Trzy osoby, w tym dwuletnie dziecko, trafiły do szpitala po dachowaniu pojazdu na drodze S7 w Chęcinach. Na miejsce wypadku, do którego doszło w niedzielę, wysłano cztery zastępy straży pożarnej.
Na tę chwilę zablokowany jest jeden pas ruchu w kierunku Krakowa na S7. – Samochodem osobowym podróżowały trzy osoby. Dwóch uczestników (w tym dwuletnie dziecko) będzie zabranych do szpitala. Zostali oni wydobyci z wraku pojazdu przy użyciu narzędzi hydraulicznych. Kierujący opuścił pojazd samodzielnie, uskarżał się na złe samopoczucie i również został zabrany do szpitala – informował przed godziną 17 st. Kpt. Marcin Bajur, rzecznik prasowy Komendy Wojewódzkiej Państwowej Straży Pożarnej w Kielcach.

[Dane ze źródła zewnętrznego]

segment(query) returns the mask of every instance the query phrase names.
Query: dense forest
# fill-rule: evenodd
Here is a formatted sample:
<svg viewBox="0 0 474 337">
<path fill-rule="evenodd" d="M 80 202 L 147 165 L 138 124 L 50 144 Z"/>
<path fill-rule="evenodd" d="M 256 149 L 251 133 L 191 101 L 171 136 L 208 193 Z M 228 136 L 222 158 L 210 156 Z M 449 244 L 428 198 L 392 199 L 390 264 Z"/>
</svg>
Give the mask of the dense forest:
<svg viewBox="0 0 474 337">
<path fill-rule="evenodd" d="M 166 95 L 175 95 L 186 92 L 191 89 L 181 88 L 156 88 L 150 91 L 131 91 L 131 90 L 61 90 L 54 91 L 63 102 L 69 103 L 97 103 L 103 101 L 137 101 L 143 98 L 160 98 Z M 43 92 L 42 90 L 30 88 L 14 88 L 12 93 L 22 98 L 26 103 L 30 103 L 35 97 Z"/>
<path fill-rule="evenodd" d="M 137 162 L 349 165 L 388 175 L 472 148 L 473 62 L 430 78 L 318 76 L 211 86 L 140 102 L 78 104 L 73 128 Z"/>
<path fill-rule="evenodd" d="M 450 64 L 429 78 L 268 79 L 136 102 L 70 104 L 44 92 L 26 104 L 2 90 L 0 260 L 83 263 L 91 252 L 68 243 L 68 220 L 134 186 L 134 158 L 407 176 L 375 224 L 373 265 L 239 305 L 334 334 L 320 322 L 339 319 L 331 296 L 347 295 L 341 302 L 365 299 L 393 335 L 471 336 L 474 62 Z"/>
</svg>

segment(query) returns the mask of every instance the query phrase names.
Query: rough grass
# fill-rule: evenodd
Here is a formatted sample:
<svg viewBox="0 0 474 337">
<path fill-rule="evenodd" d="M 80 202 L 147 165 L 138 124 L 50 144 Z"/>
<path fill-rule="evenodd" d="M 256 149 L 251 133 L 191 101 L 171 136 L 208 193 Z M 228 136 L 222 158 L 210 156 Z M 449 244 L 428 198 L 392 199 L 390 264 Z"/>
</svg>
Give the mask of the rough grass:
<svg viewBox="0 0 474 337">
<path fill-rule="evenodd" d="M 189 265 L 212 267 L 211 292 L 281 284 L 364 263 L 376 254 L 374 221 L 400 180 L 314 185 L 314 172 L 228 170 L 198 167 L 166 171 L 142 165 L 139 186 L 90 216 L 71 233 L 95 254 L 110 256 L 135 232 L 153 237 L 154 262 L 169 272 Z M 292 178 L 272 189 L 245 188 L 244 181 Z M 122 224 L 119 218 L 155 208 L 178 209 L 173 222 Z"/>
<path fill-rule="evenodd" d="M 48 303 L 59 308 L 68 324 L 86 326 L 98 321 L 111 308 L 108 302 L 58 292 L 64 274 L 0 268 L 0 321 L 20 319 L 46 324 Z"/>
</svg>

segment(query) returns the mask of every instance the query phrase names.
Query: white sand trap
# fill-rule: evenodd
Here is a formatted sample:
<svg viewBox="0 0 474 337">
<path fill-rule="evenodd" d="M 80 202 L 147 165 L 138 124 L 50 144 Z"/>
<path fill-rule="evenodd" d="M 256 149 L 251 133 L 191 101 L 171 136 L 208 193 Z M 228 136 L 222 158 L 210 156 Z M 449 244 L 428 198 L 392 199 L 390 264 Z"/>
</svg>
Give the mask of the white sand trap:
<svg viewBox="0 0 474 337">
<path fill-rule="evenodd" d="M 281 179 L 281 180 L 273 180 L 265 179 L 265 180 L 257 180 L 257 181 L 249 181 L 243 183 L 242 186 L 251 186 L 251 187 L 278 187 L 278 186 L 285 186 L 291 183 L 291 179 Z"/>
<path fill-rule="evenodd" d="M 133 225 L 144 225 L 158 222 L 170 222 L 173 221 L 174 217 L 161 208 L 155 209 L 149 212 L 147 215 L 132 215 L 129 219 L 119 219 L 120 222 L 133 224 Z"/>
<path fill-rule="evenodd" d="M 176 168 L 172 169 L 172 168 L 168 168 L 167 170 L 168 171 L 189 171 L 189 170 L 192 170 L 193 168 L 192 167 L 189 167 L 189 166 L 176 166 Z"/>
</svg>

Policja uzupełnia, że 48 – latek kierujący Toyotą na wysokości węzła w Chęcinach zjechał z drogi i uderzył w bariery. Na skutek tego doszło do dachowania pojazdu. Mężczyzna był trzeźwy. Oprócz niego i dziecka do szpitala trafiła również 46 – letnia pasażerka.